Rayford’s face twisted and sagged into what he imagined was a gently reassuring smile. “It’s only poison if you’ve turned aside to uncleanness. Otherwise it’s just a little bit of dirty water.”

Hattie looked horrified and at a loss for words. She fumbled for her next line and glanced down at her script. “I’m just a woman, so I don’t understand,” she recited flatly. “Please mansplain further.”

He twisted his face at her a bit harder and continued, “The Bible says, ‘If she has defiled herself and has been unfaithful to her husband, the water that brings the curse shall enter into her and cause bitter pain, and her womb shall discharge, her uterus drop, and the woman shall become an execration among her people. But if the woman has not defiled herself and is clean, then she shall be immune and be able to conceive children.'”

Hattie’s script was now rolled tightly in her hands, her white knuckles shaking. She stared at the floor and, through clenched teeth, spat out her next line. “Please go on. It’s so helpful to have a man explain this for me.”

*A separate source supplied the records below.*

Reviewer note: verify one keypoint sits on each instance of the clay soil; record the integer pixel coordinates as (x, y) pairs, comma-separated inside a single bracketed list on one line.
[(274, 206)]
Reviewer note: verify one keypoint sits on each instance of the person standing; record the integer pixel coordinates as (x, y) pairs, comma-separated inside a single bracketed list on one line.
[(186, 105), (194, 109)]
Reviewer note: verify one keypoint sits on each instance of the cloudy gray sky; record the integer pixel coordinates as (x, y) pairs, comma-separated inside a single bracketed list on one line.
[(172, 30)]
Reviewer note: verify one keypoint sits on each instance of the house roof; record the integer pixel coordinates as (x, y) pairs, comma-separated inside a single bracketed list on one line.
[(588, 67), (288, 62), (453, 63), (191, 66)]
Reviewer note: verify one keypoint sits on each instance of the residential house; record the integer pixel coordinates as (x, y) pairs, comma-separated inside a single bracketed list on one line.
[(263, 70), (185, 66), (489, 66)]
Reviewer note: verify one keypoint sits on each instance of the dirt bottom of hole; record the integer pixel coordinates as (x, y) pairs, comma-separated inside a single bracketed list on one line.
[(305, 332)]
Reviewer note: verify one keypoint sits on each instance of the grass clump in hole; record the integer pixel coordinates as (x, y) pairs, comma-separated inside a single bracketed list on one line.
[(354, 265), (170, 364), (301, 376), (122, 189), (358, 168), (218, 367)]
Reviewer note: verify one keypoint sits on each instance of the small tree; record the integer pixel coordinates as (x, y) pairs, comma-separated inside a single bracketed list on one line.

“Something is wrong, and so people defend their right to choose,” Rayford said. “But the Bible isn’t ‘pro-choice,’ Hattie. The Bible says you have to have this abortion. You had sex, Hattie. You have to be punished.”

“Please go on,” Hattie screamed, leaping from her seat. “Please explain further!” she shouted as she began pummeling him with the rolled-up script. “Please! Explain! Further!”

Rayford laughed as he defended himself from the smaller woman’s attack, a genuine smile spreading across his face as he seized each of her thin wrists in his hands.

The smile disappeared as her knee struck home. Searing pain, a bright light, then darkness.

The plane had landed safely in Milwaukee when Rayford finally awoke, hours later. The other passengers had all departed and a flight attendant stood next to his chair, shaking his arm gently.

“What … what happened?” he said, groggily.

The flight attendant glanced down at her script, then met his eyes, smiling. “I don’t know,” she said. “I’m just a woman. You’ll have to explain this for me.”